- Education: Wheaton College (BS) Cornell University (PhD)
- Occupation: Physicist
- Scientific career
- Fields: Soft matter

= David J. Pine =

American physicist

David J. Pine is an American physicist who has made contributions in the field of soft matter physics, including studies on colloids, polymers, surfactant systems, and granular materials. He is professor of physics in the New York University College of Arts and Science and chair of the Department of Chemical and Biomolecular Engineering at the NYU Tandon School of Engineering.

==Education==
Pine received his B.S. in physics and mathematics in 1975 from Wheaton College, and his Ph.D. in physics in 1982 from Cornell University.

==Career==
Pine was a professor in the Chemical Engineering Department and the Materials Department at the University of California, Santa Barbara (UCSB) for 10 years; he served as chair of the Chemical Engineering Department from 2001 to 2004. He also worked as a research scientist at Exxon Corporate Research in Annandale, New Jersey, and was on the physics faculty at Haverford College near Philadelphia.

==Research==
He is among the original developers of diffusing-wave spectroscopy, an optical technique used to study colloid systems. Pine's research also includes colloidal self-assembly and the development of various colloids for these applications, including colloidal templating, colloidal clusters, lock-and-key colloids, and patchy colloids with valence.
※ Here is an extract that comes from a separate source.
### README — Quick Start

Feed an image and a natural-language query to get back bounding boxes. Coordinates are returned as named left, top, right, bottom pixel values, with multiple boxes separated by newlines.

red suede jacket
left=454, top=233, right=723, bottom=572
He also discovered Random Organization, a nonequilibrium phase transition.

==Awards and honors==
Pine has published over 150 articles. His work was recognized with the Society of Rheology Publication of the Year Award in 2000. He was a Guggenheim Fellow from 1999 to 2000 and was elected as a Fellow of the American Physical Society in 1997, the American Association for the Advancement of Science in 2000, and the American Academy of Arts and Sciences in 2018.